If this is just to give the user some idea when his job will be completed, then
I'm sure you could come up with an algorithm to predict when the task will be executed,
if you just had the length of the queue and the time at which each task was inserted.
The first is just a redis.len("celery")
, and the latter you could
add yourself by listening to the task_sent
signal:
from celery.signals import task_sent
@task_sent.connect
def record_insertion_time(id, **kwargs):
redis.zadd("celery.insertion_times", id)
Using a sorted set here: http://redis.io/commands/zadd
For a pure message passing solution you could use a dedicated monitor
that consumes the Celery event stream and predicts when tasks will finish.

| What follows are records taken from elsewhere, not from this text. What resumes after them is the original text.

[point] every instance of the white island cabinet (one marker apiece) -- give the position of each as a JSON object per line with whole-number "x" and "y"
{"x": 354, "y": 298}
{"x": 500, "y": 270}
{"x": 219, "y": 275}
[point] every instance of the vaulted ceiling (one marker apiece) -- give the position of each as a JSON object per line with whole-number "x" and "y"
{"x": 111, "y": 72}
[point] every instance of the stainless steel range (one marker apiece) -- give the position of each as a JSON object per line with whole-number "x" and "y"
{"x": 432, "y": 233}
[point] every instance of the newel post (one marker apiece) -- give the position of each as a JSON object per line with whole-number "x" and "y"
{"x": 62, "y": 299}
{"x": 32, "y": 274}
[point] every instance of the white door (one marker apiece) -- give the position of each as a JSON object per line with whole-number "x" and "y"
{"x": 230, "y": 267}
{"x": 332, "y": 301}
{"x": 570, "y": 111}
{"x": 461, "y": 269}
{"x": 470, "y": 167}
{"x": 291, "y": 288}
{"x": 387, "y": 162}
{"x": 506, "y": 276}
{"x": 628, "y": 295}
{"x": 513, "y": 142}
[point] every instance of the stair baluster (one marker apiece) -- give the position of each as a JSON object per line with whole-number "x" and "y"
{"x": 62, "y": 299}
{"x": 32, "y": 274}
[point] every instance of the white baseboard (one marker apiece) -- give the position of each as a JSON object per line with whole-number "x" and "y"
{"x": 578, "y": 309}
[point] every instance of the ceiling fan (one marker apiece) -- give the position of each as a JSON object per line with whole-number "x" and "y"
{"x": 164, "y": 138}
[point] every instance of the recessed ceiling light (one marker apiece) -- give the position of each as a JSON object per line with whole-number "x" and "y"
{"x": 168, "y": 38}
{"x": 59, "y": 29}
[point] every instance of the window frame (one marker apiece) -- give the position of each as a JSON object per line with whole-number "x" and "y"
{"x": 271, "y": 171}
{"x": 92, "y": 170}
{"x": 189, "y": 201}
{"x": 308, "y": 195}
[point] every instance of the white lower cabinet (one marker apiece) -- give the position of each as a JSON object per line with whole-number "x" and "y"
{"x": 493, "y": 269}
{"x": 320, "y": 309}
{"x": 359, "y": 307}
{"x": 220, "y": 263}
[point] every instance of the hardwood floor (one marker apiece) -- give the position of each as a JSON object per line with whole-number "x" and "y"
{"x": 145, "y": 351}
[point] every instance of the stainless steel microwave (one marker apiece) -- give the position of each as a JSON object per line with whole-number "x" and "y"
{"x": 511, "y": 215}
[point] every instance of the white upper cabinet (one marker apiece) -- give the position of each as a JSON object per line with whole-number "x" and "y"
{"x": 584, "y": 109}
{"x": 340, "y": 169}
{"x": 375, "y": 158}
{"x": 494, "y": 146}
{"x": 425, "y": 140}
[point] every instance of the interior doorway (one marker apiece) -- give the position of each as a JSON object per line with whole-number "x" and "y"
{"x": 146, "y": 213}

http://docs.celeryproject.org/en/latest/userguide/monitoring.html#event-reference
(just noticed that the task-sent is missing the timestamp field in
the documentation, but a timestamp is sent with that event so I will fix it).
The events also contain a "clock" field which is a logical clock
(see http://en.wikipedia.org/wiki/Lamport_timestamps),
this can be used to detect the order of events in a distributed
system without depending on the system time on each machine
to be in sync (which is ~impossible to achieve).